Drug use guidelines for Chinese hospitals may not reduce patient expenses - insider
By Karl Zhong
Shanghai. June 12. INTERFAX-CHINA - It is questionable whether drug use guidelines can effectively help to reduce patient drug expenses in Chinese hospitals, a business insider recently told Interfax.
"At present, most doctors are still using drug use guidelines in their hospitals only as a reference rather than following them strictly. It remains to be seen whether drug use guidelines can be effective in curbing patient drug expenses," Jian Lingyan, chief pharmacist from Shengjing Hospital Affiliated to China Medical University in Liaoning Province's Shenyang City, said.
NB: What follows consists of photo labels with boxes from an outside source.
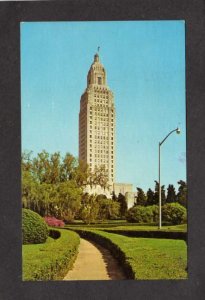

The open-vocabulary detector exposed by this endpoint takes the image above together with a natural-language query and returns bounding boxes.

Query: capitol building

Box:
[79,53,135,207]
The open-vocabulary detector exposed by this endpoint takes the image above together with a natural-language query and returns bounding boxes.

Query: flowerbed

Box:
[23,229,80,281]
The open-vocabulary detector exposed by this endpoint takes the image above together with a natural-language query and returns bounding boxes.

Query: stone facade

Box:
[113,183,133,196]
[79,54,115,186]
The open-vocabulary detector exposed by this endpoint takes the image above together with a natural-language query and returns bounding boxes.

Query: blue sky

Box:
[21,20,186,190]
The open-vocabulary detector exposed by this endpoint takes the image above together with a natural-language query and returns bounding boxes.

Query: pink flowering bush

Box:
[44,216,65,227]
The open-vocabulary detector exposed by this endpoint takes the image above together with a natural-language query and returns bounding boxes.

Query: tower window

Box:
[98,77,102,84]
The Ministry of Health (MoH) first issued the Methods on the Management of Prescriptions in March 2007, which stipulate that Chinese hospitals should formulate drug use guidelines consisting of drug information such as administration instructions, dosages, contraindications and adverse drug reactions in a bid to encourage the reasonable use of drugs. The methods came into effect in May 2007.
A Wuhan-based pharmaceutical analyst, who declined to be named, told Interfax that as long as hospitals are still reliant on drug revenue and doctor salaries remain low, kickbacks will continue to be prevalent. As such, the role of drug use guidelines in curbing rising drug expenses will be limited.
In spite of this, the Chinese Hospital Association (CHA) and the China Medical Insurance Research Association are already in the process of formulating a national set of drug use guidelines, an official from the CHA, who preferred to remain anonymous, told Interfax.
If properly adhered to, the proposed national drug use guidelines, the first of its kind in China, can help to promote reasonable drug use and cut patient drug expenses as they recommend appropriate treatments based on drugs listed in the national basic medical insurance drug list, which patients receive reimbursements for under their medical insurance, according to the official.
"The national drug use guidelines will no doubt complement China's existing clinical treatment guidelines as well as the soon-to-be-released national essential drug list," the official said.
In order for the national drug use guidelines to be effective, the government needs to make it mandatory for Chinese hospitals to abide by the guidelines and government medical insurance agencies need to enforce stricter reimbursement policies, according to the analyst.